To see the actual code and files, please check out the Github repo here: Model Training with Github Actions

Dataset

We use a weather dataset to predict whether it will rain the next day. It contains records from different locations in Australia and is commonly used for classification tasks.

The dataset includes features such as:

  • Location
  • Wind direction
  • Rainfall
  • Temperature.

The goal is to predict a simple yes or no outcome for rain.

Modeling Workflow

The model follows a simple pipeline from raw data to evaluation.

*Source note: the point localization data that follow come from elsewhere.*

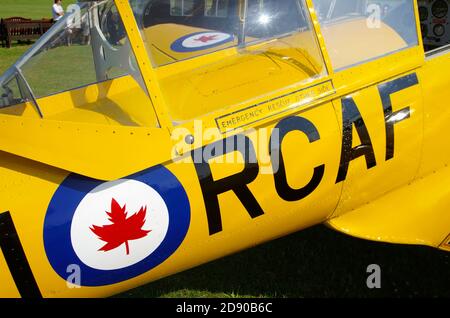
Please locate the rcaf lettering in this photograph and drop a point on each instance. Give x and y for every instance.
(281, 184)
(239, 182)
(16, 259)
(392, 118)
(352, 117)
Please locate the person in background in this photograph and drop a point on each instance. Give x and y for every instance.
(57, 10)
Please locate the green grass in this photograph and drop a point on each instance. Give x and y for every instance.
(316, 262)
(9, 56)
(35, 9)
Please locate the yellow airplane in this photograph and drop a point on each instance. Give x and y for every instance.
(141, 138)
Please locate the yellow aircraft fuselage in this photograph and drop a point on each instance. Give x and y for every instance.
(119, 183)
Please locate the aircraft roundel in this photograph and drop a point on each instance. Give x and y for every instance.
(200, 41)
(115, 230)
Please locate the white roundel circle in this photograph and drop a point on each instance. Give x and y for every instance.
(116, 252)
(205, 39)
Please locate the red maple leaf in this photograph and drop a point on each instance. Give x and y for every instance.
(122, 229)
(206, 39)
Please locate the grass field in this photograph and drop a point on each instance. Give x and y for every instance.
(35, 9)
(317, 262)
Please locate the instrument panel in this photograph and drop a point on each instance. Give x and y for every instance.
(434, 20)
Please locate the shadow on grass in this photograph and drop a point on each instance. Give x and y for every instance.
(316, 262)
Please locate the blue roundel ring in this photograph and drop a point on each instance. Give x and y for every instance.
(60, 212)
(177, 46)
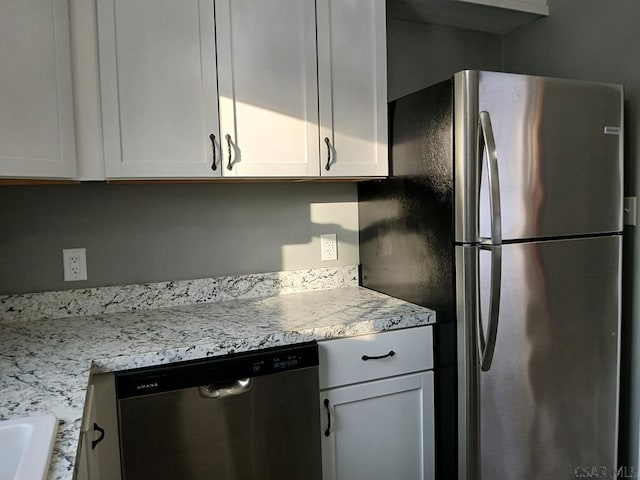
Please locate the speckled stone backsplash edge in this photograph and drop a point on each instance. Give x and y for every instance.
(127, 298)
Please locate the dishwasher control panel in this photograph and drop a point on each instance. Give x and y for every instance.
(226, 368)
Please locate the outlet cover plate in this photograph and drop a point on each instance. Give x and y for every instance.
(74, 262)
(328, 247)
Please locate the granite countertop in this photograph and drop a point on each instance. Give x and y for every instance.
(45, 364)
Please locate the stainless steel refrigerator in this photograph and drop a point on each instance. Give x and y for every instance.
(503, 211)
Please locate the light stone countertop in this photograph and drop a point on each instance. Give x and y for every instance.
(45, 364)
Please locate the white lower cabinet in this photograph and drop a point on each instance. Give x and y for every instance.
(379, 430)
(378, 427)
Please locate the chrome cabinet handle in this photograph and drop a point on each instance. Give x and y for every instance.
(327, 167)
(327, 432)
(212, 137)
(388, 355)
(487, 343)
(100, 430)
(228, 138)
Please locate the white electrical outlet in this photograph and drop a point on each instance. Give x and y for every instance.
(75, 264)
(328, 247)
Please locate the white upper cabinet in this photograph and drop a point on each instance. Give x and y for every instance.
(36, 113)
(267, 87)
(158, 88)
(352, 73)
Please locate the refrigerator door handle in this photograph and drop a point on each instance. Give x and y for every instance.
(487, 142)
(487, 343)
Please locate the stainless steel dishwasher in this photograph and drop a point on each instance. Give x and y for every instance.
(252, 416)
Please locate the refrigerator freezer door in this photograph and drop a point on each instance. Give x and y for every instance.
(547, 407)
(559, 149)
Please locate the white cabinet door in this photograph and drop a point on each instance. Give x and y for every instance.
(268, 87)
(379, 430)
(158, 88)
(36, 104)
(352, 72)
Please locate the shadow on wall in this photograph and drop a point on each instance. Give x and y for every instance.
(159, 232)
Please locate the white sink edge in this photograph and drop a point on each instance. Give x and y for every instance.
(35, 459)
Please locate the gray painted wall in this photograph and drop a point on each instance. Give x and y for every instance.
(600, 41)
(420, 54)
(156, 232)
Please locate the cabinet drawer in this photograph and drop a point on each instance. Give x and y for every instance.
(341, 361)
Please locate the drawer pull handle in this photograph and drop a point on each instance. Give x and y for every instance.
(327, 432)
(97, 428)
(327, 167)
(212, 137)
(388, 355)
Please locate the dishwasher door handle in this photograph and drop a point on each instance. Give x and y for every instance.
(217, 390)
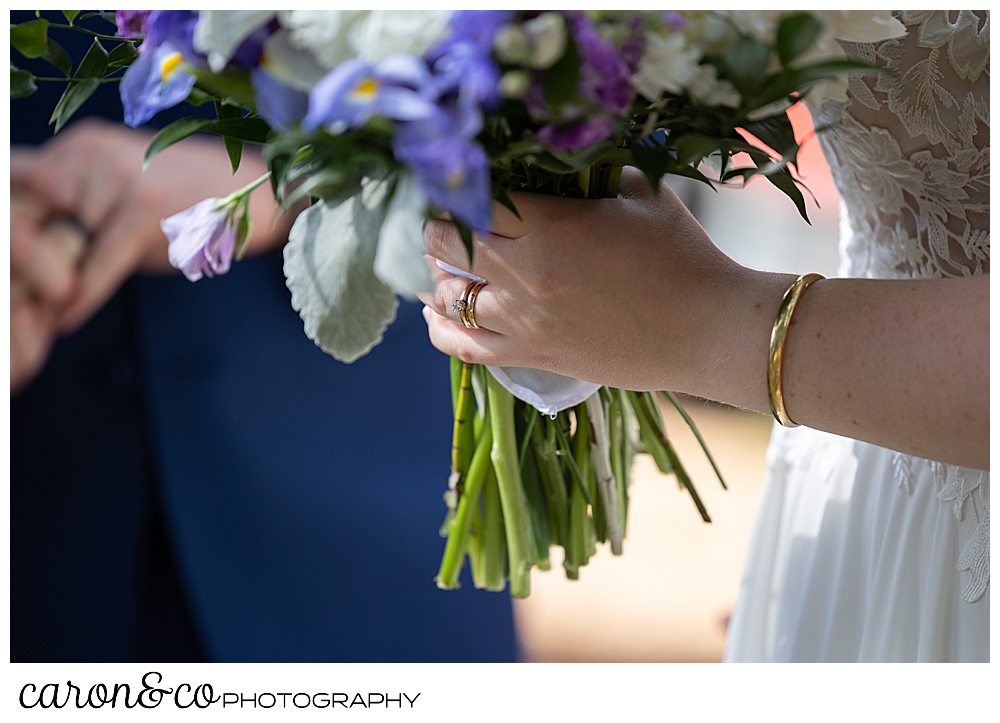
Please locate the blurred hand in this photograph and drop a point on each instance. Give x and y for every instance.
(93, 171)
(44, 260)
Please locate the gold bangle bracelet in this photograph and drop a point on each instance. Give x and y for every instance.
(778, 332)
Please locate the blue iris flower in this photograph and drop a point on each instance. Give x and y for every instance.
(157, 80)
(175, 27)
(277, 103)
(453, 171)
(398, 88)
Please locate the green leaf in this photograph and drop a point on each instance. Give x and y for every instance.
(31, 38)
(786, 184)
(795, 35)
(234, 147)
(75, 94)
(22, 83)
(244, 227)
(692, 148)
(254, 130)
(170, 134)
(652, 160)
(466, 235)
(500, 194)
(122, 56)
(199, 97)
(560, 81)
(746, 63)
(231, 84)
(94, 63)
(55, 54)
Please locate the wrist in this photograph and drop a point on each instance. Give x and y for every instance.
(734, 360)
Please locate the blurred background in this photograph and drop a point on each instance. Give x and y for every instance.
(668, 598)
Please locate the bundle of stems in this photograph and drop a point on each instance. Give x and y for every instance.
(522, 481)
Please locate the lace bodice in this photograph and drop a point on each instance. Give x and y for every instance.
(910, 153)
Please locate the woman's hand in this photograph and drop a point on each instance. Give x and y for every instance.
(632, 293)
(628, 292)
(93, 171)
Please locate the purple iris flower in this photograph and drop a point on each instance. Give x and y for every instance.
(277, 103)
(131, 23)
(398, 88)
(470, 72)
(472, 26)
(453, 172)
(248, 55)
(201, 240)
(156, 81)
(175, 27)
(605, 77)
(572, 136)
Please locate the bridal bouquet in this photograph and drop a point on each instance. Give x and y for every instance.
(382, 120)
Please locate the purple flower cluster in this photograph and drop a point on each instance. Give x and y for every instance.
(605, 80)
(160, 78)
(437, 103)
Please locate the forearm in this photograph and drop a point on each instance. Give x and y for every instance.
(900, 364)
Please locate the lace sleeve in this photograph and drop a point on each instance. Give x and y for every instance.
(910, 152)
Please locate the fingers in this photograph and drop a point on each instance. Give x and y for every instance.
(45, 263)
(32, 331)
(476, 346)
(112, 258)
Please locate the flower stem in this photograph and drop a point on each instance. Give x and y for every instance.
(512, 500)
(601, 454)
(451, 562)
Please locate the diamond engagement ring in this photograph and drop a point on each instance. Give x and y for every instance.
(466, 306)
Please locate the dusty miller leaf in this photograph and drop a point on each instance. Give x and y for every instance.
(329, 262)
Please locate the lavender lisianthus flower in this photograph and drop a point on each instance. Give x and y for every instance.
(573, 136)
(398, 88)
(201, 240)
(157, 80)
(453, 171)
(131, 23)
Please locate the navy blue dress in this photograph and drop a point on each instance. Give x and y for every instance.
(193, 479)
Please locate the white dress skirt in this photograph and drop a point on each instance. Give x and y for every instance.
(860, 553)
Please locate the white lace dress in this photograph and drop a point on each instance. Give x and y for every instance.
(860, 553)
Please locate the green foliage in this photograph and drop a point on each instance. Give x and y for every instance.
(22, 83)
(253, 130)
(30, 38)
(58, 57)
(795, 34)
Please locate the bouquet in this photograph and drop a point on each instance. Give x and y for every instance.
(381, 120)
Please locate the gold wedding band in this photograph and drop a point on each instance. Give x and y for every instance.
(466, 306)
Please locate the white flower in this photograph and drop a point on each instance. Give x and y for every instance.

  1. Convert categorical to numerical
  2. Handle missing values
  3. Scale the features
  4. Train the model
  5. Evaluate results

Each step prepares the data so the model can learn properly and produce reliable predictions.

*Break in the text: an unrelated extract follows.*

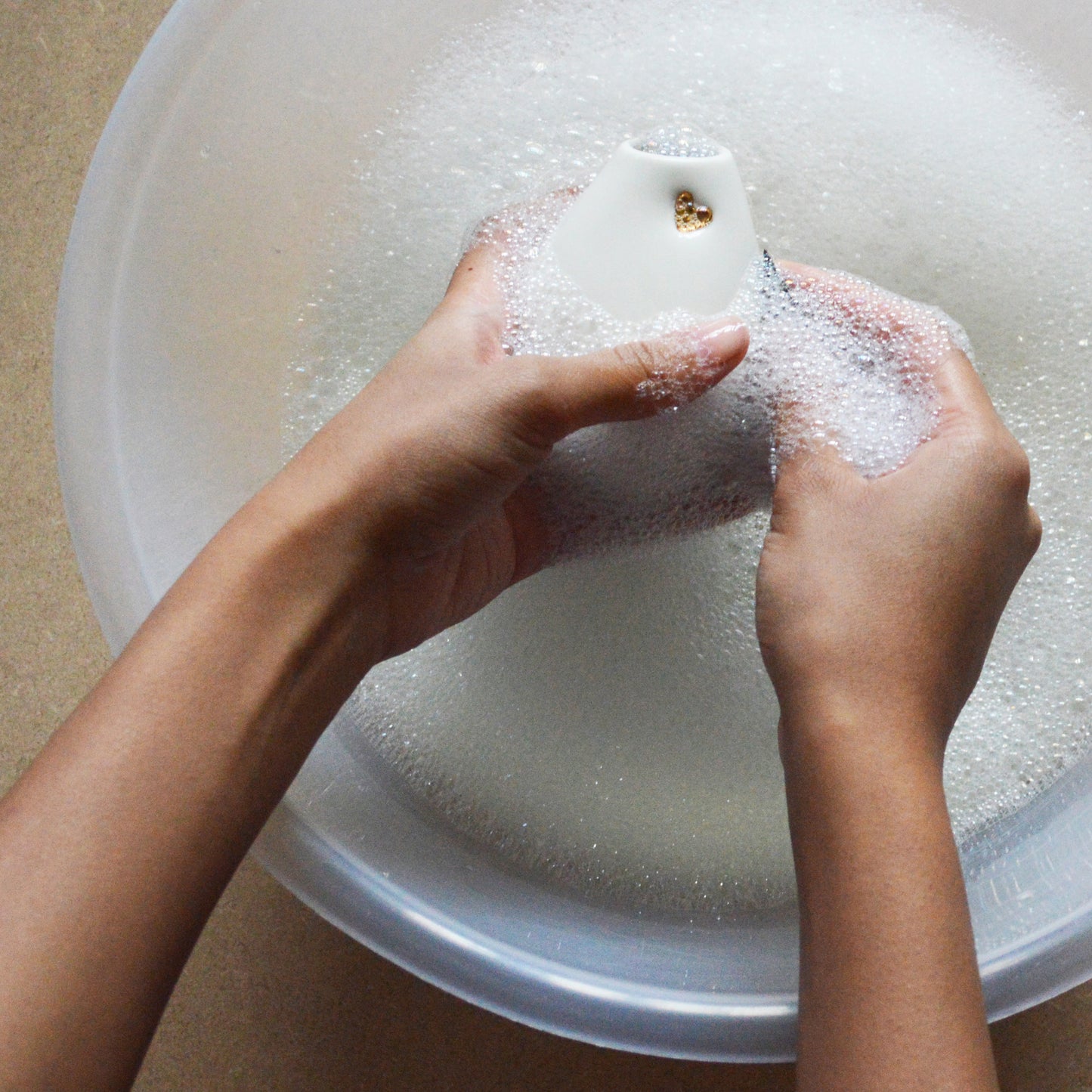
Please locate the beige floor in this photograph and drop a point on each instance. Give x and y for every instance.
(273, 998)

Note: This is a basic workflow. In practice, you may need to add more steps like feature engineering or hyperparameter tuning for better performance.

Modeling Concepts

Preparing the Data

Before training, the dataset must be transformed into a format suitable for machine learning. This involves several key steps:

  • Target encoding for categorical features
  • Imputation for missing values
  • Feature scaling for numerical stability

Categorical features are encoded into numerical values using target encoding, where each category is replaced with the average value of the target variable.

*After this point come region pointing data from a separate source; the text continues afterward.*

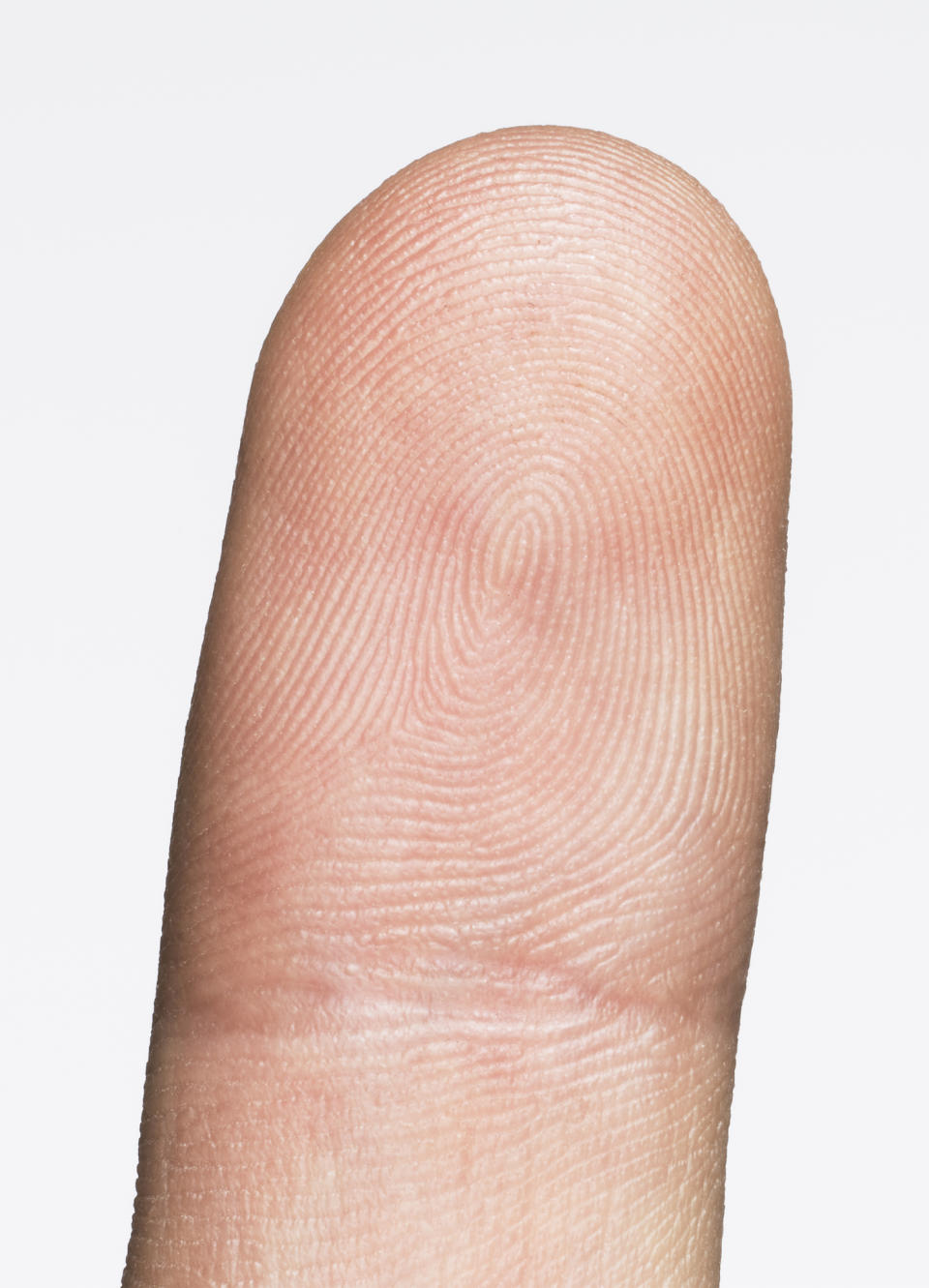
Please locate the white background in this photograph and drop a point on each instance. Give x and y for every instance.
(167, 169)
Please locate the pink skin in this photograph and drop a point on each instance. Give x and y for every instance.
(469, 828)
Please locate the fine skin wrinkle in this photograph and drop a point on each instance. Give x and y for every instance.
(474, 789)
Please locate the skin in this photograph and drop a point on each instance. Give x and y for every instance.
(473, 797)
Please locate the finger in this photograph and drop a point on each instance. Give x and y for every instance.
(474, 789)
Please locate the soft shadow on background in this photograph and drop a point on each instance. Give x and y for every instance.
(167, 171)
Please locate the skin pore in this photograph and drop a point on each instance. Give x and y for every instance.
(469, 825)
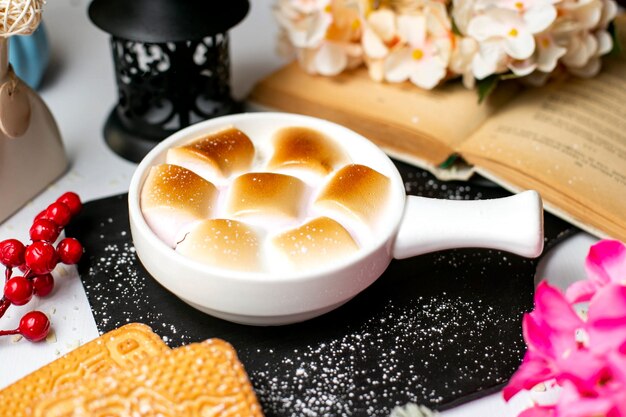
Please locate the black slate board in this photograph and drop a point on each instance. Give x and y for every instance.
(438, 330)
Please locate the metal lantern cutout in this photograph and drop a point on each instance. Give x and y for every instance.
(172, 66)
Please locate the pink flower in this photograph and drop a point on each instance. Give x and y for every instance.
(550, 333)
(606, 263)
(585, 358)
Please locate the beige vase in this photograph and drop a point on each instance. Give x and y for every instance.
(31, 150)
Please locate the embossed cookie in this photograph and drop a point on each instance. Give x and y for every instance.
(216, 155)
(198, 380)
(125, 348)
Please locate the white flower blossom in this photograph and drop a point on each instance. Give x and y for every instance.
(425, 53)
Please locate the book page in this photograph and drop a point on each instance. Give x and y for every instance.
(404, 120)
(567, 140)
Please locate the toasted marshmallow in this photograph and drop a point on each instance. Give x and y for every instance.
(305, 148)
(172, 198)
(223, 243)
(356, 191)
(215, 156)
(266, 193)
(321, 240)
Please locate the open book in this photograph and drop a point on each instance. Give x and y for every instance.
(566, 140)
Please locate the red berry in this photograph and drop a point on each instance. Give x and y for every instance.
(70, 250)
(41, 215)
(41, 257)
(72, 200)
(18, 290)
(44, 229)
(34, 326)
(43, 284)
(11, 253)
(59, 213)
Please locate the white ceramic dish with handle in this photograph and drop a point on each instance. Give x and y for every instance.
(412, 226)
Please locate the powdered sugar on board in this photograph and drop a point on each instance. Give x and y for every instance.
(435, 330)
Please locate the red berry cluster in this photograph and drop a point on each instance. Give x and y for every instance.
(36, 262)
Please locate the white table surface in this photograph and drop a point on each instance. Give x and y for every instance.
(80, 91)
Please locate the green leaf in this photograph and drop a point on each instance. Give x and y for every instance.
(617, 46)
(486, 86)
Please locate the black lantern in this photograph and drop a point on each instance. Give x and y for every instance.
(171, 63)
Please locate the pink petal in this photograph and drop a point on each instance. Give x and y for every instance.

  • Useful for features with many unique values
  • Avoids creating too many columns
  • Works well for high-cardinality data

For example, if Location is a feature, each location is replaced with the average rain outcome for that location. This keeps the data compact and useful.

Missing values are then handled through imputation, where numerical fields are filled using the mean. After that, feature scaling is applied to standardize the data so all features have a similar range. This helps improve model performance and stability.

  • Data is scaled to zero mean and unit variance
  • Prevents features with larger ranges from dominating the model
  • Improves convergence during training

In practice, these steps are often combined into reusable preprocessing functions:

from sklearn.impute import SimpleImputer
from sklearn.preprocessing import StandardScaler

def impute_and_scale_data(X):
imputer = SimpleImputer(strategy="mean")
scaler = StandardScaler()

X_imputed = imputer.fit_transform(X)
X_scaled = scaler.fit_transform(X_imputed)

return X_scaled

This ensures all features are complete and on the same scale before training.

Training the Model

Finally, the dataset is split into two sets:

  • Training dataset
  • Testing dataset

The model is trained on the training data using a Random Forest classifier, which is effective for handling different feature types and reducing overfitting.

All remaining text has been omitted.